I’m all for leaving the past in the past. And clearly, working at Subway isn’t the worst thing that can happen to a person, but if a bad past experience got you to your current happy place, be thankful for it and share it with others. Use it to connect with people and encourage them out of their rut.
In January 2011, right after finishing my Bachelor’s degree (in December 2010), I was having the hardest time finding a job. I was quickly running out of money and couldn’t afford to pay rent as I continued to job search. I was going to have to do the unthinkable… I was going to have to move back home. Every college graduate’s nightmare was becoming my reality.
One month later, I moved back into my mom’s house and was desperate to save up enough money to move back out. I’d already applied to graduate school but was still waiting to be accepted so I had to start saving up just in case. I immediately got certified as a substitute but knew that it would be a little while before I actually started teaching and even longer before I’d receive my first paycheck. It’s a very small town so my job prospects were limited. All I knew was that my goal was to quickly make some money (not to impress anyone) and I was willing to do just about anything to get myself out of there. Before I knew it, I was a substitute teacher by day and a Subway sandwich artist by night *cues horror film music*. I had worked in food service before, but this was different; I had a degree now. I shouldn’t be there, working with them. Right? Wrong. I was there to learn a valuable lesson and to be tested. And boy, was I tested!
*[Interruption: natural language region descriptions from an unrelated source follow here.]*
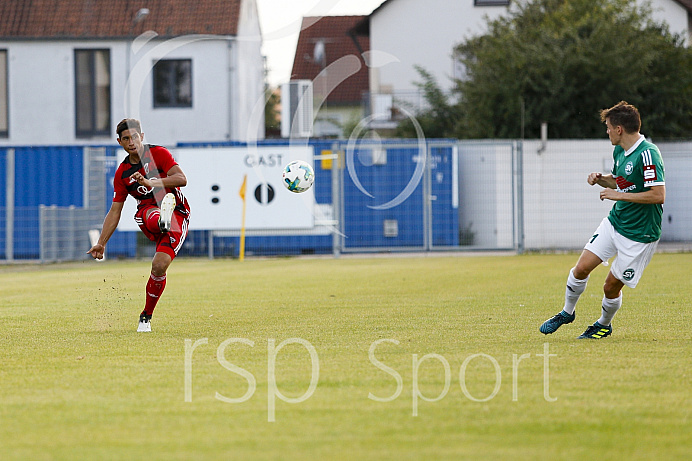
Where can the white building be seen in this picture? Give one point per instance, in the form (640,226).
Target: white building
(69,72)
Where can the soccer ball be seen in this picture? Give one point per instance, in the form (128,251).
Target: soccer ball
(298,176)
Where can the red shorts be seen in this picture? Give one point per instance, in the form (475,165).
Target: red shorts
(171,241)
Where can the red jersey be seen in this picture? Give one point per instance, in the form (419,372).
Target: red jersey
(155,162)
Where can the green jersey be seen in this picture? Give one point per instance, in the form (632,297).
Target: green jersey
(636,171)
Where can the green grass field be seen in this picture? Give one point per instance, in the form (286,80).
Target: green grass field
(78,382)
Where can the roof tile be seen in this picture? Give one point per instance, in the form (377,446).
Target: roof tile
(333,32)
(115,18)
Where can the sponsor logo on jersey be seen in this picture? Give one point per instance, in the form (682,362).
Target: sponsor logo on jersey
(624,185)
(650,173)
(629,168)
(628,274)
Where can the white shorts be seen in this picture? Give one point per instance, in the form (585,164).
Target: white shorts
(632,257)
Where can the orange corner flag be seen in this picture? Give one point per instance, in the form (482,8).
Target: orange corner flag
(243,187)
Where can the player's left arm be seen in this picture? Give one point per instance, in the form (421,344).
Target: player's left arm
(655,195)
(174,178)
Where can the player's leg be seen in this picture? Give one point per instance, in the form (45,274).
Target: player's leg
(166,215)
(167,248)
(633,257)
(154,289)
(597,250)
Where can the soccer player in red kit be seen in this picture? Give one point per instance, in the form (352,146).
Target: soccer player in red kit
(150,175)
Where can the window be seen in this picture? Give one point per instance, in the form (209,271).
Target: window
(491,2)
(4,106)
(173,83)
(93,92)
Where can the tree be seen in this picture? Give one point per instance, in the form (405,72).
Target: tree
(561,61)
(439,119)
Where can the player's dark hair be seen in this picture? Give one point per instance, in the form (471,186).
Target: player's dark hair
(624,115)
(128,124)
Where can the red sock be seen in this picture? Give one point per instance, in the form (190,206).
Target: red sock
(155,287)
(152,222)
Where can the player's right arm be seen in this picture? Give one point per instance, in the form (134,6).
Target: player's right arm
(110,223)
(603,180)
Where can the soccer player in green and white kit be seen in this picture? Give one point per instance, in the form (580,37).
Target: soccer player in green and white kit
(632,228)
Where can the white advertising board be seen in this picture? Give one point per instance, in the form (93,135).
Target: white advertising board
(215,176)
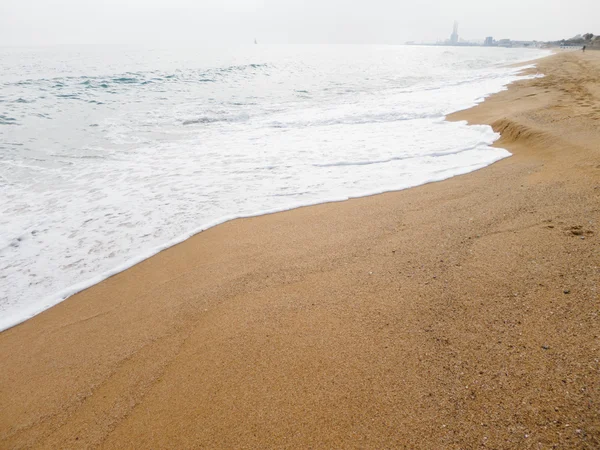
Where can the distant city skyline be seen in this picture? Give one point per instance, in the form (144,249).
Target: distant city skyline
(210,22)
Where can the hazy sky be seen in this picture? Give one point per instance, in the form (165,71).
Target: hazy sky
(201,22)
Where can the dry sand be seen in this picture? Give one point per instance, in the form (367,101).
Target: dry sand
(459,314)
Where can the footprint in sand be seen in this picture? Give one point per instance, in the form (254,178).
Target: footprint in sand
(577,230)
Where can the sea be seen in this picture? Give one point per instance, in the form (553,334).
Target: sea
(111,154)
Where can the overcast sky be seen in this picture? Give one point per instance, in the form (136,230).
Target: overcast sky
(209,22)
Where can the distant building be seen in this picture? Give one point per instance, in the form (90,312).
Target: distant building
(454,35)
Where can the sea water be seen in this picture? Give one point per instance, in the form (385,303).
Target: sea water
(110,154)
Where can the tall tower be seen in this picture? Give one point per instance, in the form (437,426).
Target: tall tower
(454,35)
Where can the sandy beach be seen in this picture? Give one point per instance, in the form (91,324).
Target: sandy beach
(459,314)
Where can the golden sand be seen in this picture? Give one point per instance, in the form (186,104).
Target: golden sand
(458,314)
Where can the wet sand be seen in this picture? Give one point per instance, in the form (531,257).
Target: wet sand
(458,314)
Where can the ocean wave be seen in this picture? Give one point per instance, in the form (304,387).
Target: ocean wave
(402,157)
(5,120)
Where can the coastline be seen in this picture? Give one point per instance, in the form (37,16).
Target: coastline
(23,310)
(379,321)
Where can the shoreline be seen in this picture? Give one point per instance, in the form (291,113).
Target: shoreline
(52,300)
(381,321)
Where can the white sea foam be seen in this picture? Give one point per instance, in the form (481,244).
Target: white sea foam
(107,157)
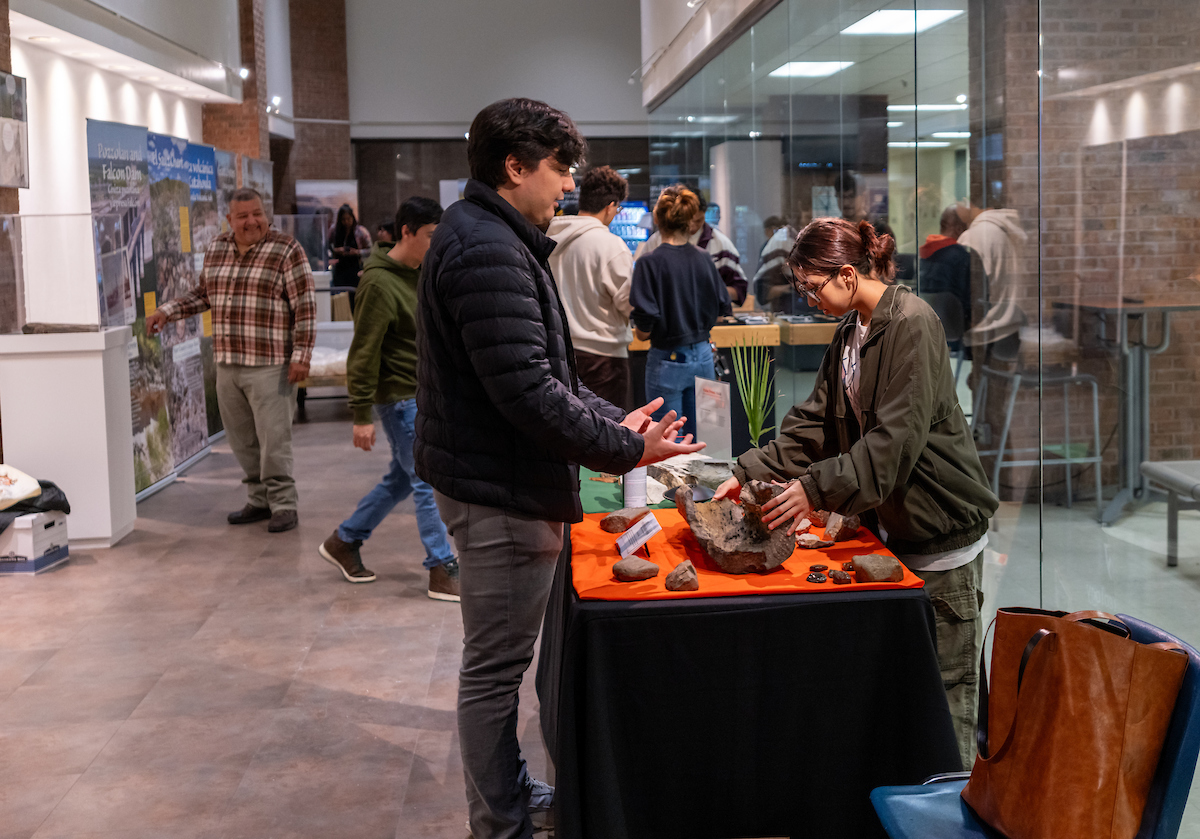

Exam day came when a lady and her daughter brought their snooty attitudes with them to lunch and proceeded to treat me as if I was some worthless peasant. In the midst of our argument (because I just refused to stand for that sort of treatment) I remember bragging about my degree and them laughing. In that moment, that piece of paper didn’t matter because it didn’t change the fact that I was in an apron and visor, serving them. I was angry and I was embarrassed. I had a college education but I had the same job as the woman in the abusive relationship, the one with a drug problem, and the one hiding from police. But I needed to be right there in that chaos to motivate me to this very moment. In those few short months before starting graduate school, I learned that:
- People will judge you based on the very little that they can see
- People fear what they don’t know and mock what they don’t understand
- You have to do what’s best for you, regardless of what it looks like to others
- Be patient. Be understanding. Be faithful.
- Everyone is in their current situation for a reason. No reason is any worse or more excusable than the next.
- Acknowledge what others have been through in life, but don’t define them by their current situation.
- Education is what you do with it.
- ***It’s a hard fall from that high horse. Get over yourself.***
Sometimes it’s much easier to just forget the days when life sucked. But until you embrace that experience, grow and learn from it, life will keep teaching you those hard lessons over and over again. If you find yourself constantly going through tough times, it’s because you’re not learning what’s important. Life will never let you get away with skipping or cheating. So instead of being the class clown, do yourself a favor: pay attention, take notes, grasp the lesson, and advance to a higher level. Oh, and never argue with a woman in silver pleather pants.